Rollout engine

hgm · Post by **hgm** » Thu Jul 14, 2022 9:38 pm

I am thinking about how to make a fast 'engine' for generating rollouts in MCTS, or generating the moves in the tree phase with a policy weight that can be used to bias the move choice towards 'less crazy' moves. A natural idea is to use an algorithm for this similar to N.E.G., which bases its move choice on the SEE approximation of every move (picking the one with the highest SEE), but also taking account of solving a SEE threat by moving the piece away. Because N.E.G. only has to do this in a single node, speed is o f no concern there, and the algorithm is a bit cumbersome. For MCTS you would of course want something as fast as possible.

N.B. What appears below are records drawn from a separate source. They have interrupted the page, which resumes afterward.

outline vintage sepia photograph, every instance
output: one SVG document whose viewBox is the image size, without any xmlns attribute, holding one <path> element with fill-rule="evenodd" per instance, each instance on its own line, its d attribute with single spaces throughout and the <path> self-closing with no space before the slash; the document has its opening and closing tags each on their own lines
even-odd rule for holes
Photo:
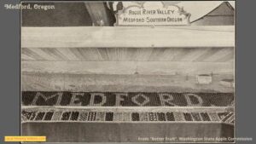
<svg viewBox="0 0 256 144">
<path fill-rule="evenodd" d="M 21 135 L 236 142 L 235 1 L 21 6 Z"/>
</svg>

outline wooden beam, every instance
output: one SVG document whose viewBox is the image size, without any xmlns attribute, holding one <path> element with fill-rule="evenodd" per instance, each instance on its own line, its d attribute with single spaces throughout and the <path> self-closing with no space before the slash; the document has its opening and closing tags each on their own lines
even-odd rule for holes
<svg viewBox="0 0 256 144">
<path fill-rule="evenodd" d="M 23 72 L 22 91 L 112 92 L 234 92 L 220 84 L 232 74 L 213 75 L 210 84 L 198 84 L 195 76 L 135 74 L 68 74 Z"/>
<path fill-rule="evenodd" d="M 22 72 L 73 74 L 174 75 L 234 72 L 233 62 L 177 61 L 21 61 Z"/>
<path fill-rule="evenodd" d="M 109 16 L 108 16 L 103 2 L 84 3 L 84 5 L 90 14 L 94 26 L 110 26 L 108 20 Z"/>
<path fill-rule="evenodd" d="M 234 46 L 234 26 L 21 27 L 21 48 Z"/>
</svg>

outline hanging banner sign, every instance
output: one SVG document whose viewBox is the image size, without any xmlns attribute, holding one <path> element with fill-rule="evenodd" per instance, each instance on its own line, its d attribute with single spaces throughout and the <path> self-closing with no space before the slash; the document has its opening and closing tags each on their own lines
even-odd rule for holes
<svg viewBox="0 0 256 144">
<path fill-rule="evenodd" d="M 184 26 L 189 25 L 189 17 L 190 14 L 177 5 L 147 2 L 119 10 L 115 26 Z"/>
</svg>

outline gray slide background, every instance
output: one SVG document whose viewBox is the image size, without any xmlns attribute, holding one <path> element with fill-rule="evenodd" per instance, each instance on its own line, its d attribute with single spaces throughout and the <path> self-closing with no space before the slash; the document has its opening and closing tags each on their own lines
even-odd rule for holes
<svg viewBox="0 0 256 144">
<path fill-rule="evenodd" d="M 20 135 L 20 11 L 5 9 L 0 1 L 0 134 Z M 255 130 L 255 6 L 254 0 L 236 1 L 236 137 L 254 138 Z M 253 123 L 254 122 L 254 123 Z M 236 141 L 253 144 L 253 141 Z"/>
</svg>

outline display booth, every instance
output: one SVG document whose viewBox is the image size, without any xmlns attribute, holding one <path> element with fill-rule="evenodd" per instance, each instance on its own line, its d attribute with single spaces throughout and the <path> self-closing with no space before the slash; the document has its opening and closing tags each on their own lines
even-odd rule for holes
<svg viewBox="0 0 256 144">
<path fill-rule="evenodd" d="M 21 135 L 233 142 L 234 3 L 72 3 L 88 20 L 69 26 L 22 12 Z"/>
</svg>

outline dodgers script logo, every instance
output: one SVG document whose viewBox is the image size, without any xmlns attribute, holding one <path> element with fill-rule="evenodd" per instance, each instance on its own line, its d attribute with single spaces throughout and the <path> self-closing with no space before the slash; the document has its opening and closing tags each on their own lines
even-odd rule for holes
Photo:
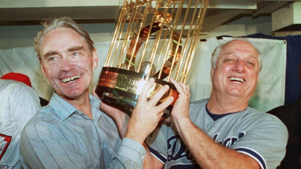
<svg viewBox="0 0 301 169">
<path fill-rule="evenodd" d="M 229 137 L 223 140 L 217 142 L 216 141 L 219 135 L 219 133 L 214 134 L 212 139 L 219 144 L 229 148 L 245 135 L 246 133 L 244 131 L 242 131 L 237 136 Z M 179 165 L 182 166 L 185 164 L 189 165 L 196 164 L 196 161 L 194 160 L 179 135 L 174 135 L 171 136 L 168 138 L 167 141 L 167 149 L 168 150 L 167 160 L 168 162 L 181 160 L 181 162 L 176 162 L 176 163 L 179 162 L 178 164 L 176 165 L 177 166 Z M 195 164 L 193 166 L 195 167 Z M 188 166 L 187 166 L 188 167 Z"/>
</svg>

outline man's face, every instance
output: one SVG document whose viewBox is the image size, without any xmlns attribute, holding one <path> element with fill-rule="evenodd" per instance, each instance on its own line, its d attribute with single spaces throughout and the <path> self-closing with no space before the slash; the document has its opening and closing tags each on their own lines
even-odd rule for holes
<svg viewBox="0 0 301 169">
<path fill-rule="evenodd" d="M 215 69 L 211 68 L 213 93 L 248 100 L 257 82 L 258 55 L 253 45 L 244 41 L 235 40 L 224 45 Z"/>
<path fill-rule="evenodd" d="M 79 34 L 57 28 L 47 33 L 41 48 L 42 69 L 57 94 L 70 100 L 87 93 L 98 58 Z"/>
</svg>

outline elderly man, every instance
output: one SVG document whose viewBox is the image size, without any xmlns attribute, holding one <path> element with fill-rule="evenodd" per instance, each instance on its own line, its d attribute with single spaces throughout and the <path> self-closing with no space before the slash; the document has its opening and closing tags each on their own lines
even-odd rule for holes
<svg viewBox="0 0 301 169">
<path fill-rule="evenodd" d="M 147 92 L 154 81 L 148 81 L 122 140 L 113 120 L 99 108 L 118 110 L 88 93 L 98 59 L 88 33 L 67 18 L 42 23 L 44 28 L 34 39 L 34 48 L 55 92 L 48 105 L 38 111 L 22 131 L 22 166 L 142 168 L 145 153 L 142 144 L 173 100 L 170 98 L 156 106 L 168 86 L 148 101 Z"/>
<path fill-rule="evenodd" d="M 161 125 L 146 139 L 152 156 L 148 154 L 145 165 L 275 168 L 279 165 L 285 153 L 285 126 L 275 116 L 248 106 L 261 67 L 259 54 L 243 40 L 218 47 L 212 58 L 210 98 L 189 103 L 189 89 L 184 87 L 171 112 L 172 122 Z"/>
</svg>

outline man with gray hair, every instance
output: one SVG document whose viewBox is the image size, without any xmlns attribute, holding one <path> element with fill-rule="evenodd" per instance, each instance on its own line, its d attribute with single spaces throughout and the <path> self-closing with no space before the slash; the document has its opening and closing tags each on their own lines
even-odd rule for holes
<svg viewBox="0 0 301 169">
<path fill-rule="evenodd" d="M 259 52 L 247 41 L 234 40 L 216 49 L 212 64 L 210 98 L 189 103 L 184 89 L 172 122 L 146 139 L 145 166 L 276 168 L 285 154 L 287 130 L 275 116 L 248 106 L 261 69 Z"/>
<path fill-rule="evenodd" d="M 20 141 L 25 168 L 142 168 L 142 146 L 157 125 L 169 98 L 156 106 L 169 89 L 165 85 L 151 99 L 145 86 L 126 127 L 119 136 L 113 120 L 102 111 L 118 112 L 89 95 L 88 87 L 98 58 L 88 33 L 70 18 L 46 20 L 34 39 L 42 70 L 55 92 L 49 104 L 26 125 Z M 121 119 L 126 118 L 120 113 Z M 125 128 L 125 130 L 124 129 Z"/>
</svg>

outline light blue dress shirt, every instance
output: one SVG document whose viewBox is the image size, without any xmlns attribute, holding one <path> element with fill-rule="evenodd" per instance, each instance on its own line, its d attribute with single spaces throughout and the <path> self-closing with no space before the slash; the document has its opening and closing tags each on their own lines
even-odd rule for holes
<svg viewBox="0 0 301 169">
<path fill-rule="evenodd" d="M 20 141 L 25 168 L 142 168 L 143 146 L 120 138 L 114 121 L 90 99 L 93 119 L 55 93 L 26 125 Z"/>
</svg>

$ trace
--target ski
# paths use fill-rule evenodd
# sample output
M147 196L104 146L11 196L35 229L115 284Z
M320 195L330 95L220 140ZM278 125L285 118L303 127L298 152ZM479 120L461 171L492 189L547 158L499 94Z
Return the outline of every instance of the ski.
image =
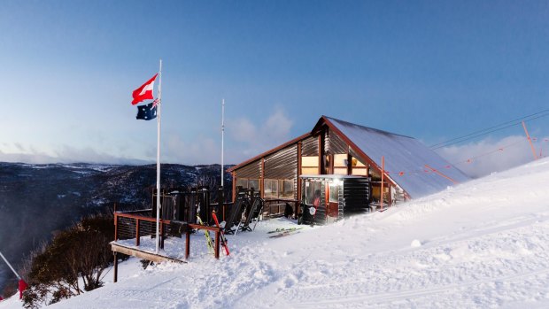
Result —
M278 238L278 237L283 237L283 236L288 236L294 235L294 234L298 234L298 233L299 233L299 231L298 231L298 230L293 230L293 231L282 231L282 232L281 232L281 233L279 233L279 234L276 234L276 235L274 235L274 236L269 236L269 238Z
M223 233L223 229L221 228L221 226L220 225L220 221L217 220L217 215L215 214L215 211L212 211L212 218L213 218L213 222L215 222L215 226L220 228L221 246L225 248L225 253L228 255L229 253L228 253L228 245L227 238L225 238L225 233Z
M197 214L197 220L198 221L198 224L200 225L205 225L204 222L202 221L202 219L200 219L200 216ZM208 245L208 251L210 253L214 253L214 250L213 250L213 243L212 242L212 237L210 236L210 231L208 231L207 229L204 230L204 236L206 238L206 243Z
M297 231L298 229L301 229L301 228L276 228L274 230L268 231L268 232L267 232L267 234L280 233L280 232L286 232L286 231L292 232L292 231Z

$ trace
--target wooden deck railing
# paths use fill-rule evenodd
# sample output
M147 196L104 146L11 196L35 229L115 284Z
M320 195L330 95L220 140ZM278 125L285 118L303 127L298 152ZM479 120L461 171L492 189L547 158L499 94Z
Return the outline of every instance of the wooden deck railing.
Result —
M157 220L155 218L137 214L135 212L114 212L114 241L116 242L119 239L132 239L135 237L135 246L138 247L140 245L141 236L156 236L156 222ZM173 227L172 223L177 223L179 227L183 228L183 231L185 232L185 259L189 259L189 256L190 254L190 233L192 232L193 228L205 229L215 233L214 254L215 259L220 258L220 236L221 229L217 227L207 227L199 224L172 221L169 220L161 219L159 222L159 236L161 249L164 249L164 240L166 239L166 231L168 231L168 229L170 228L170 227Z

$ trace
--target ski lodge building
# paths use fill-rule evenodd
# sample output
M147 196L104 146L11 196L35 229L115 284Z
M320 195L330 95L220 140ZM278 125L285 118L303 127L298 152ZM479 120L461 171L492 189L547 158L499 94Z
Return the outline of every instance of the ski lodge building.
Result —
M311 204L321 191L321 222L348 212L433 194L469 180L418 140L322 116L301 136L228 171L233 201L239 187L266 203ZM382 177L383 174L383 177ZM383 185L382 185L383 180ZM317 219L318 220L318 219Z

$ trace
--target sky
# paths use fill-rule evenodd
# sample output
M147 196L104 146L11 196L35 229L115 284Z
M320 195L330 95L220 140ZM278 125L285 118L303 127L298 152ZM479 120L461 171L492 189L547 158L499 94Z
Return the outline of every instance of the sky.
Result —
M226 164L321 115L431 145L549 102L545 1L4 0L0 46L0 161L155 162L157 123L130 102L159 59L163 163L220 162L223 98ZM543 151L547 118L527 125ZM514 126L439 153L519 137Z

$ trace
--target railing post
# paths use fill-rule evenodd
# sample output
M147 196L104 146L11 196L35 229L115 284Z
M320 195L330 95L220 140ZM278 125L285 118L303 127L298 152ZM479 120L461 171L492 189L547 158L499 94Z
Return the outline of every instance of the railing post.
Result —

Since it would probably spend most time on calculating SEE for the target square of all moves and all on its own pieces, this is where the most can be gained. I was therefore thinking to do it something like this:

Generate moves for both sides, and for every board square add the number of attackers it has with weights K=1, Q=2, R=4, minor=12, P=48. That way it gives a unique signature for the composition of the set of attackers, which can run from 0 to 143 (for each color). The next step would be to use this as index in a lookup table that containes a code uniquely representing the three lowest-valued attackers of the square. The idea is that exchanges deeper than 6 ply are too rare to matter, and even when they would occur the SEE would be meaningless, as they would have too many side effects (like soft-pins, overloaded pieces).

If I counted right there are 5 possibilities for 1 attacker (note we never distinguish minors), 13 with 2 attackers and 23 with 3 attackers. And of course 1 possibility for no attackers at all. Together that makes 42. But as far as the protectors are conserned, the identity of the 3rd one does not really matter when we don't consider a 4th attacker. So the 23 possibilities for 3 protectors can be collapsed into 9 possibilities that do not distinguish the third attacker (but just record whether there is one). That makes 28 possible combinations for the defenders.

The codes for these combinations can be used in a 42x28 table (size 1176 bytes), which contains how much the attacker loses when he tries to access the square with the lowest attacker. This would have to be subtracted from the piece that was on the square to get the SEE for capturing that piece. This would be the method for detecting threats against the pieces of the side to move, and moves that solve such threats should be awarded. Moving the threatened piece away would be one way to solve it.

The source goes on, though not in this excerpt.